Rodrigo, last of the Gothic Kings of Spain, heard in his palace at Toledo that the Moors had crossed from Africa to Gibraltar. A little army led by Tarik landed in 711 and marched northward, conquering as it went. King Rodrigo, with a great force of Spaniards, met them in Andalusia. He commanded the center. The wings were led by King Witiza’s sons, who, hoping to recover the country that Rodrigo had taken from their father, joined the Moors, and pressed with them into battle. Rodrigo was surrounded and cut down. The Moors marched northward, taking city after city in the name of Mohammed, till all Spain was theirs. The last of the Gothic kings had fallen.

From that day to this Toledo has never regained her position as the capital of Spain. In the royal palace Tarik found twenty-five crowns of the old Gothic kings, golden and richly jeweled; the Psalms of David written on goldleaf with dissolved rubies, and the emerald table of Solomon. Those crowns may still be seen; but no one has ever seen the other treasures.

The Moorish kings, though they ruled Toledo mildly, had no end of trouble from the haughty nobility, who, robbed of their high position, were always in revolt against the conquerors. At last Sultan Hakim decided to punish his unruly subjects. He gave them a governor of their own race, who pretended to hate the foreigners, but was secretly in league with Hakim.

Amron soon won the hearts of his people and built a great castle in the middle of the city. There he held a reception for Prince Abd-er-Rahman, to which all the nobles and rich citizens of Toledo were invited. Feeling the honor of royal presence, which their city had not enjoyed for many years, the Toledans went by thousands to the castle. Told to enter one by one, noble and grandee went in—but not to feast. Five thousand lost their heads in the trap. Amron thought, no doubt, that it was a good joke; but he had not much time to enjoy it. When the people realized what he had done a mob gathered and burned his castle, with Amron in it.

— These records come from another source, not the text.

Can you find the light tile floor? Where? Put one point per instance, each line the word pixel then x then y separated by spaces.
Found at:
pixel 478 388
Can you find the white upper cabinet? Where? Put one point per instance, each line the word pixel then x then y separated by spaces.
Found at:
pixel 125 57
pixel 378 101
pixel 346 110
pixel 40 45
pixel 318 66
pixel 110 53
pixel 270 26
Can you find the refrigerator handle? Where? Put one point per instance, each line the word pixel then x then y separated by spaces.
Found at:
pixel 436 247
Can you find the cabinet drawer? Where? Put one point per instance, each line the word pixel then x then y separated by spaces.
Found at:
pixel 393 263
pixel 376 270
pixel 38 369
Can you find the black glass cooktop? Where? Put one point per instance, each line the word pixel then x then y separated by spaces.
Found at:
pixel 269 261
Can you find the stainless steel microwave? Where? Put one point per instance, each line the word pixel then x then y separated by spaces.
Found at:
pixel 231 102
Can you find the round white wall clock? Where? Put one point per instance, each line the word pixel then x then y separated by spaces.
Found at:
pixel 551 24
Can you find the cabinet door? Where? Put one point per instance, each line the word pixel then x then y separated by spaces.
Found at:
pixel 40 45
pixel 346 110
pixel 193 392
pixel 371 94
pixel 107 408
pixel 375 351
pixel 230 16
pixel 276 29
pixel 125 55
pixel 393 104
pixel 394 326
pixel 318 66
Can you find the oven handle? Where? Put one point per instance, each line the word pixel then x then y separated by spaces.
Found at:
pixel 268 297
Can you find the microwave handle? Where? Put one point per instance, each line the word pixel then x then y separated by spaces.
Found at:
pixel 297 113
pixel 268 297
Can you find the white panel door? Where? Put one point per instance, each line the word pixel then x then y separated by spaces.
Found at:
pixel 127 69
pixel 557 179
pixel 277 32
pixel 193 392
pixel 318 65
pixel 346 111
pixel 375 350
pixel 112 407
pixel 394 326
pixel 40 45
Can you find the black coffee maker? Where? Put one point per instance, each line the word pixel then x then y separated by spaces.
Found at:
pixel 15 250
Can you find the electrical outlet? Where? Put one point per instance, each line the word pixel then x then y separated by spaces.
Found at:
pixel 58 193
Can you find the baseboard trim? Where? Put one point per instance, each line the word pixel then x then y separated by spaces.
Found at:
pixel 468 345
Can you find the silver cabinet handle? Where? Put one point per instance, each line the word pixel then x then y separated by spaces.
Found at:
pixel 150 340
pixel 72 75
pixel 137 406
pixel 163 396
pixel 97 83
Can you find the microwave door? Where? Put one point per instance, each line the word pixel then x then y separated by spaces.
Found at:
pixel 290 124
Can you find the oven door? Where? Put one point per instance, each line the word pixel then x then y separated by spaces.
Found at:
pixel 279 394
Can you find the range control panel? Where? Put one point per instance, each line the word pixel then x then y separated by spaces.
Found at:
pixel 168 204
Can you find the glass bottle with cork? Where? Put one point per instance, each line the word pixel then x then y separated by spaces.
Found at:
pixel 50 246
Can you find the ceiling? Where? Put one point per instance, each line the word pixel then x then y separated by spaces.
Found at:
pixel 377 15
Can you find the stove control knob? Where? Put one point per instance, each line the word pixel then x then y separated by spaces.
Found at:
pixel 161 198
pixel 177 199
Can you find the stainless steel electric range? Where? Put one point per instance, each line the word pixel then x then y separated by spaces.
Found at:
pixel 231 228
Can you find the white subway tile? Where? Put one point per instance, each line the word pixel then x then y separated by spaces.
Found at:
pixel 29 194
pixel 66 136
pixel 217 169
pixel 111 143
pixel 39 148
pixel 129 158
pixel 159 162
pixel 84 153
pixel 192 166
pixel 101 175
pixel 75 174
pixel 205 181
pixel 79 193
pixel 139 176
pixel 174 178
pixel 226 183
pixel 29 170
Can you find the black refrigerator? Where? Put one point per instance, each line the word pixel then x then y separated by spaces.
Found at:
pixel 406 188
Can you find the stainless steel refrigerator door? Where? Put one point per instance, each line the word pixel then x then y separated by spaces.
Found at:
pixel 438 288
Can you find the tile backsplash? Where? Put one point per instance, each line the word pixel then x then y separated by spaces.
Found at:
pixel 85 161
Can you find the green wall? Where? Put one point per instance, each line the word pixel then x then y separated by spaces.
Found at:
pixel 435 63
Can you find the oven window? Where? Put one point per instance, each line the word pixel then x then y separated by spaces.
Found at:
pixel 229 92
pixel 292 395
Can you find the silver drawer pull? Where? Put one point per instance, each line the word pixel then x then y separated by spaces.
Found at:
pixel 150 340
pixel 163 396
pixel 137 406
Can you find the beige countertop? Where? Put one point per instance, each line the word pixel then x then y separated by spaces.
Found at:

Toledo was early freed from Moorish rule, and the greatest of those who helped to maintain her independence was Rodrigo Diaz the Cid, who, next to Napoleon, is held by many to be the foremost heroic figure in European history. He held important court offices under Alfonso, living in the Alcázar at Toledo. Many poems and stories have been written about the Cid. He belonged to a noble family, married the granddaughter of Alfonso V, and later made himself a king. The fate of a battle was never in doubt if the Cid was fighting; for his side was sure of victory. Toward the end of his life, after hundreds of battles and duels, he made his most famous conquest, the taking of Valencia from the Moors, in 1094. He ruled well and justly for the next five years over Valencia and Murcia, and in 1099 died of anger over the defeat of his favorite lieutenant. The Cid is Spain’s hero and saint, familiar to all in legend and in song.